We’ve been saying that most people will reach the Internet through mobile platforms for some time. And for some time, our colleagues have been looking at us as though we have sunstroke. But we like to break new ground and know that skeptical looks are part of the package.
Now we have a powerful ally: the New York Times.
With the majority of Internet traffic expected to shift to congestion-prone mobile networks, there is growing debate on both sides of the Atlantic about whether operators of the networks should be allowed to treat Web users differently, based on the users’ consumption.
While we were researching the subject, we did not take a position on net neutrality, but we now agree that its blind application in our settings will harm our constituents, the teleusers at the bottom of the pyramid. We do agree with the statement below, also excerpted from the NYT:
But there is a big flaw in the concept, according to the operators: Networks have never been neutral.

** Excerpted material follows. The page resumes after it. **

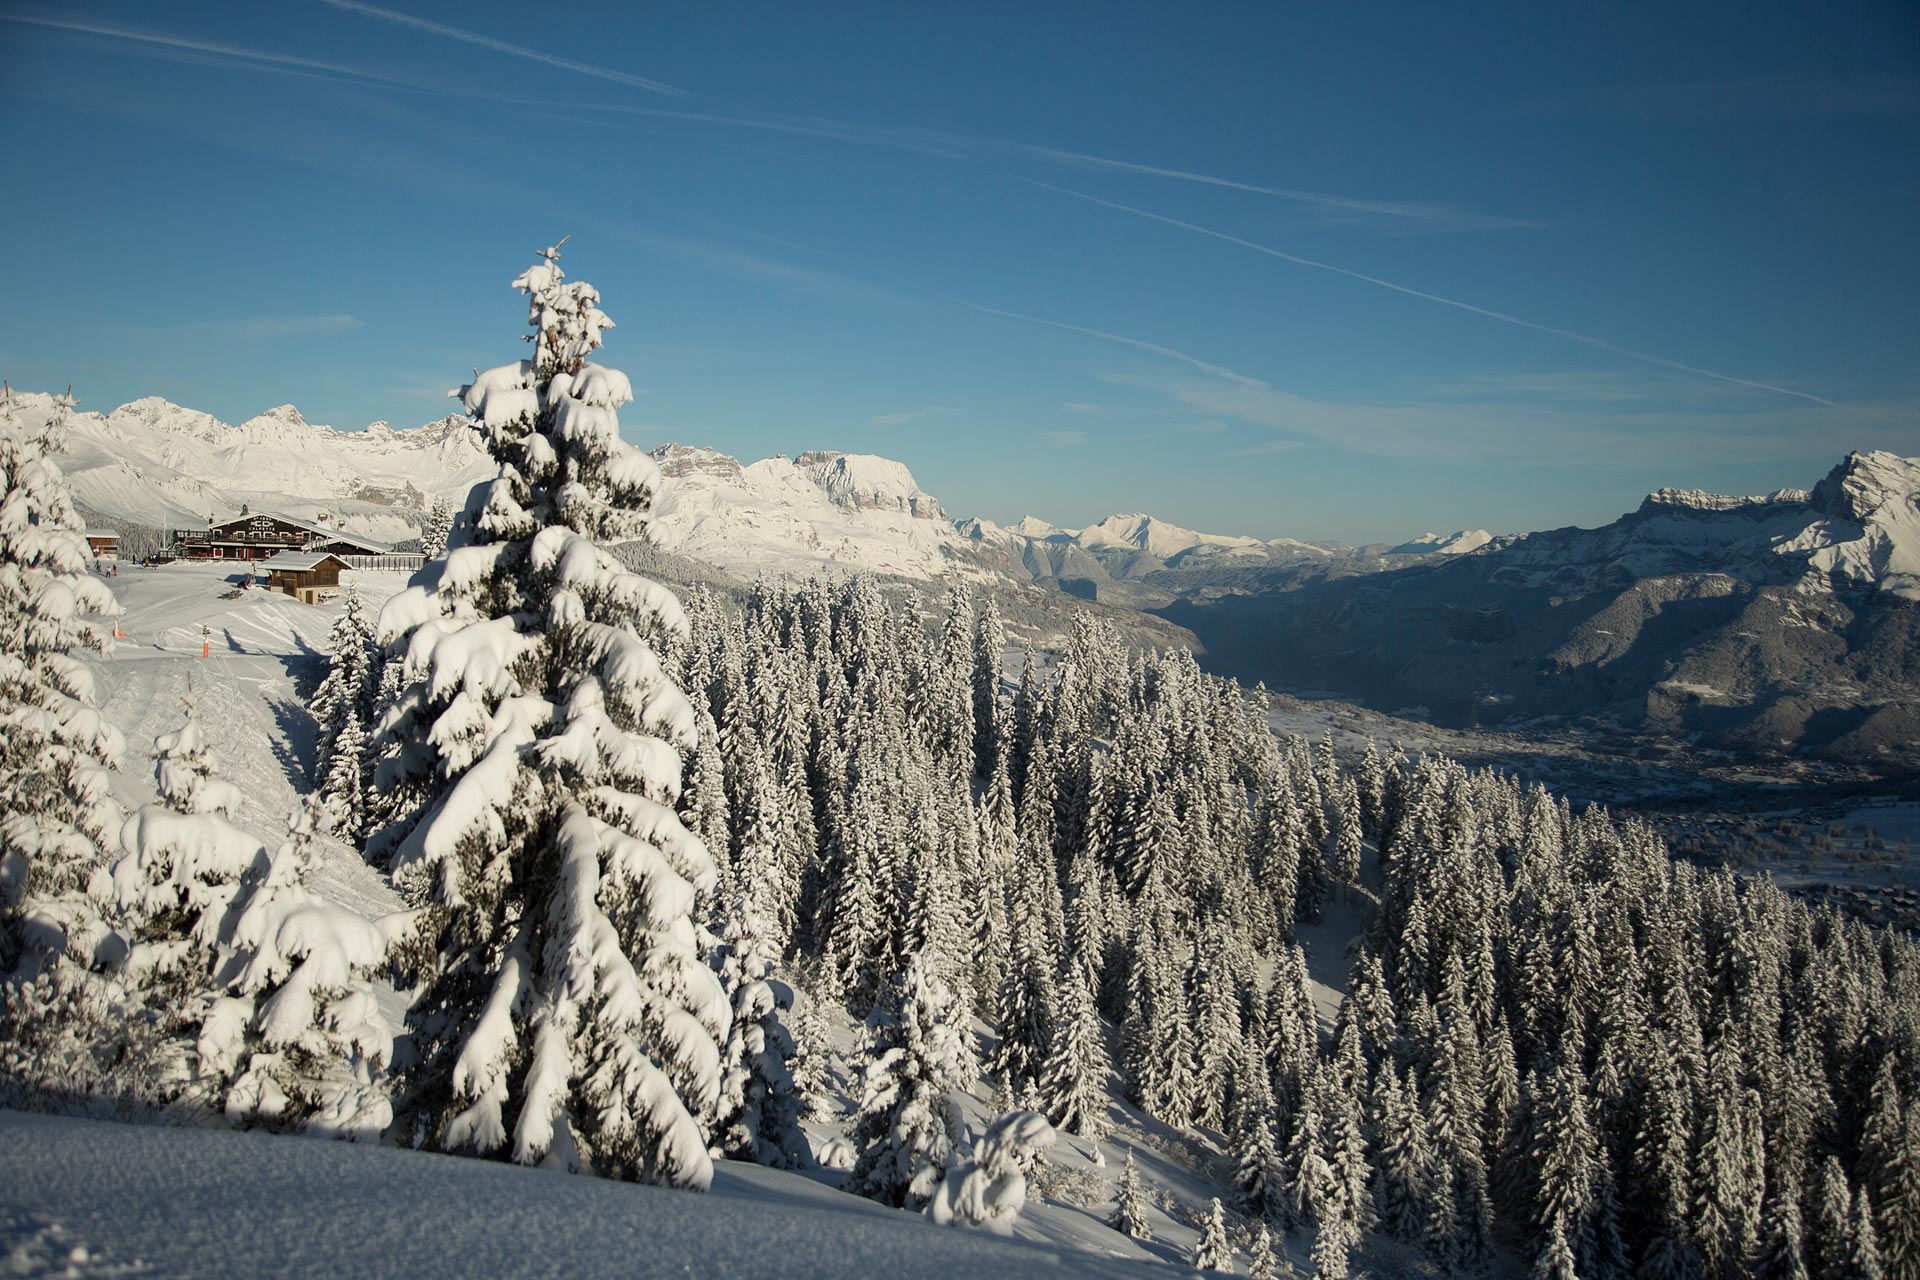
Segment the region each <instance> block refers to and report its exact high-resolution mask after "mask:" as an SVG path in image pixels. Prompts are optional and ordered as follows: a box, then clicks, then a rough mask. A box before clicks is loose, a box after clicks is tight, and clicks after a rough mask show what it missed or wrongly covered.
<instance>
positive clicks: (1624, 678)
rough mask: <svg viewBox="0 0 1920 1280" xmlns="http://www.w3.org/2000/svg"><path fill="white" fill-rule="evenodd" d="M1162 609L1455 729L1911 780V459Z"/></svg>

They have always been actively managed to some extent since their inception in the 1980s to ensure that all customers get a basic “best effort” level of service.
If an operator could not restrain bandwidth hogs, who typically make up 15 percent of customers but who generate 80 percent of the traffic, most Internet users would experience poor service.
While net neutrality is an emotion loaded minefield that is not the most hospitable for evidence based discussion, we are at least happy that the mobile piece of the argument is running parallel with ours.